BA: I was a fan of his Bush-era work where he had Bush and Cheney and Rumsfeld waterboarding people. Those seemed dead-on, and he lampooned Fox News at that time and anything to do with the war in Iraq. That was a golden age of Dees, where it aligned with some of my own beliefs and politics at the time and there was nothing overtly racist or antisemitic. Later on, before he died, many of his recent images were very pro Black Lives Matter, he was into that movement. He was into Occupy Wall Street and the protests of various pipelines and Native American sovereignty. Not any images people share now, probably because they’re not cool or funny, but that’s what he was headed towards.

DIABOLIQUE: Do you see the lack of a coherent ideology in Dees’s work as indicative of any larger cultural or political trends in the conspiracy community today?

BA: In the conspiracy world there was a political agnosticism where you didn’t trust anybody in the government or any power structures like the police or the military. That was a thread but I think Trump threw a monkey wrench into all of that. Somehow Trump became the only power structure and politician that you could trust. Conspiracies then, with Trump, became partisan. They’re all mostly right-wing, for the most part, now. There were conspiracies with Obama, especially racists coming out of the woodwork, but Trump pushed it to the right. In the 1980s and 1990s it was all over the map, but now it’s almost exclusively right-wing.

DIABOLIQUE: Are you currently working on any films about conspiracy theorists?

BA: The David Dees piece was seen, a rough-cut, and I got hired to co-direct a feature documentary that profiles conspiracy theorists in a similar style.

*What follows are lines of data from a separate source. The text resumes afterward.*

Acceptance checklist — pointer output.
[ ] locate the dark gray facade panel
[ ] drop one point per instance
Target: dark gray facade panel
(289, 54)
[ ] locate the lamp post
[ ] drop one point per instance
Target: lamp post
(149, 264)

We’re going to go on the hunt for interesting people with interesting stories, some ex-believers, family members of conspiracy theorists, and then people like Dees who have compelling stories and bizarre beliefs. We’ll also sprinkle in experts and historians and psychiatrists and philosophers.

I also have a cryptozoology project, which is a documentary series that focuses on the cryptozoologists themselves and not the animals. We’re going to go on expeditions with them to find these animals but it’s really about them and trying to understand how someone can devote their whole lives and sacrifice their work to find an animal that might not exist. And then I’m also working on a documentary series about folklore, Keep Folklore Alive. Our pilot episode, “Telos or Bust,” is about all of the strange beliefs at Mount Shasta, California.

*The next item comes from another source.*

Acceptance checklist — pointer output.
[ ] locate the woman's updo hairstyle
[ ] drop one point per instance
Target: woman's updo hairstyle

DIABOLIQUE: You operate in the artistic medium of conspiracy, covering people who believe in conspiracy theories—are there any conspiracies you yourself believe in? I want to distinguish between conspiracies and conspiracy theories because the latter implies a kind of a priori knowledge that the subject is only a theory and has no grounding in reality.

BA: There are conspiracy theories that turned out to be true. I’m talking about MKULTRA, the government secretly dosing people with psychedelics to study mind control. That would sound crazy if it wasn’t true. There’s also the Gulf of Tonkin incident and the Tuskegee experiments. And then there’s Edward Snowden. It sounded so crazy that the government is spying on everything that you’re doing—every tech message, every phone call—but that turned out to be true.

In terms of theories that haven’t yet been proven, I’m a skeptic but I’m not a cynic, so I keep my eyes and mind open. There are fun ones, like the idea that we’re actually in the 1700s and 300 years were added onto our history, for some bizarre reason to do with the Catholic Church. That seems benign. Or the Mandela Effect and the idea that there might be branching, alternate universes, but the only thing we notice somehow are the product names are different. But that’s pretty much it.

DIABOLIQUE: Do you see yourself becoming a subject of one of your own films?

BA: I don’t think I have the charisma for that.